According to recent reports showed in Table 2, oral pyrethroids poisoning can induce severe neurological symptoms, mainly showing uncontrolled seizures which can be controlled only by propofol, thiopentone or combination of benzodiazepines with propofol or thiopentone [9‐11]. As is well known, pyrethroids can cause sustained muscle contraction by effects on sodium channels of the spinal cord and peripheral nerves, and pyrethroids also affect the gamma-aminobutyric acid (GABA)-gated chloride channels inducing symptoms such as salivation, myotonia and seizures [12], which may partly explain the molecular mechanisms of meperfluthrin poisoning. Our patient also presented as uncontrolled seizures that the general use of 10% chloral hydrate, midazolam or phenobarbital failed to control. It was noteworthy that the seizures caused by oral meperfluthrin dose far below the LD50 were hardly controlled until propofol was used by intravenous injection. Normal cholinesterase levels excluded exposure to organophosphates. Exposure to certain stimulants such as methamphetamine and methylphenidate could cause seizures, but the present patient had no history of stimulants exposure and his normal CPK and LDH did not support the diagnosis of this type of poisoning [13]. Other differential reasons such as febrile seizures, epilepsy and encephalitis were also excluded because cranial CT scan and CSF analysis were normal and he had no history of pre-existing seizures, neurological diseases, or epilepsy. The abnormal signal beside the anterior horn of the right lateral ventricle on cranial MRI and abnormalities of EEG were considered to be attributed to brain hypoxia due to status epilepticus lasting too long. The initial ABG revealed metabolic acidosis suggesting hypoxia was too long. Therefore, timely and effective oxygen support is critical during his whole treatment period.
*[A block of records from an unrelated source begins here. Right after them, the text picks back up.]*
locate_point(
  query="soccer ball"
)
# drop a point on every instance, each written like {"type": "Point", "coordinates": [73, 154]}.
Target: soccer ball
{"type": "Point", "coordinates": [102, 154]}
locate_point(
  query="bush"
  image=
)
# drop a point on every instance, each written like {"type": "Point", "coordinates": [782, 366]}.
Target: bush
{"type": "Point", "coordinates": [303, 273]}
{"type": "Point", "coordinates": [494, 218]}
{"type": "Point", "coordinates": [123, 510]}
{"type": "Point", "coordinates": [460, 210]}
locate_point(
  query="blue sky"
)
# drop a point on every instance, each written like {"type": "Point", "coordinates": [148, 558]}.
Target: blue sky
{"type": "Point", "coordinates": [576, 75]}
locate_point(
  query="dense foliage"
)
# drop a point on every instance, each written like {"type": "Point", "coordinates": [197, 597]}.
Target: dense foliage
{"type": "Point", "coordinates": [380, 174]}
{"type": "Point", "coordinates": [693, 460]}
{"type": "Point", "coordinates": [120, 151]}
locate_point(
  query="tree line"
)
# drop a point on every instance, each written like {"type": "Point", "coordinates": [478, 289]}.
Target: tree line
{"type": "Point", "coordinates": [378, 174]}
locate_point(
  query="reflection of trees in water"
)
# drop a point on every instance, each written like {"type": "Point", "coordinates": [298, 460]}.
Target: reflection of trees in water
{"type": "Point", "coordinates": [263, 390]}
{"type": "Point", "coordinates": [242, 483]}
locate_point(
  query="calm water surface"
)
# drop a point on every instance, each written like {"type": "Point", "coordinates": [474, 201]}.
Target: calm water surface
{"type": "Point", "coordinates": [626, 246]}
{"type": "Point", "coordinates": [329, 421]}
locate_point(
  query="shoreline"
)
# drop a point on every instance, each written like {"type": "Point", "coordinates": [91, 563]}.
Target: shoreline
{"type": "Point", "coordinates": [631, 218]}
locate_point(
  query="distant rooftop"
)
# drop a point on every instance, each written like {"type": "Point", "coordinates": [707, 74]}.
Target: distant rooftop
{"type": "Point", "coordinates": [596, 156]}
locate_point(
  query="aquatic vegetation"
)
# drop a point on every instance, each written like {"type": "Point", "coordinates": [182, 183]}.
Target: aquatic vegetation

The patient we reported showed no symptoms during 12 months of follow-up, which is consistent with the former study that most patients with pyrethroids poisoning have no longstanding or residual symptoms during follow-up [14].

Meperfluthrin poisoning is rare. Acute oral meperfluthrin poisoning can show neurotoxic effects and pulmonary toxicity, and neurotoxic manifestations can be presented as tonic-clonic seizures that the general use of 10% chloral hydrate, midazolam or phenobarbital fail to control. Controlling seizures rapidly and ensuring an adequate oxygen supply are critical to the successful treatment. The underlying mechanisms of meperfluthrin poisoning require further study.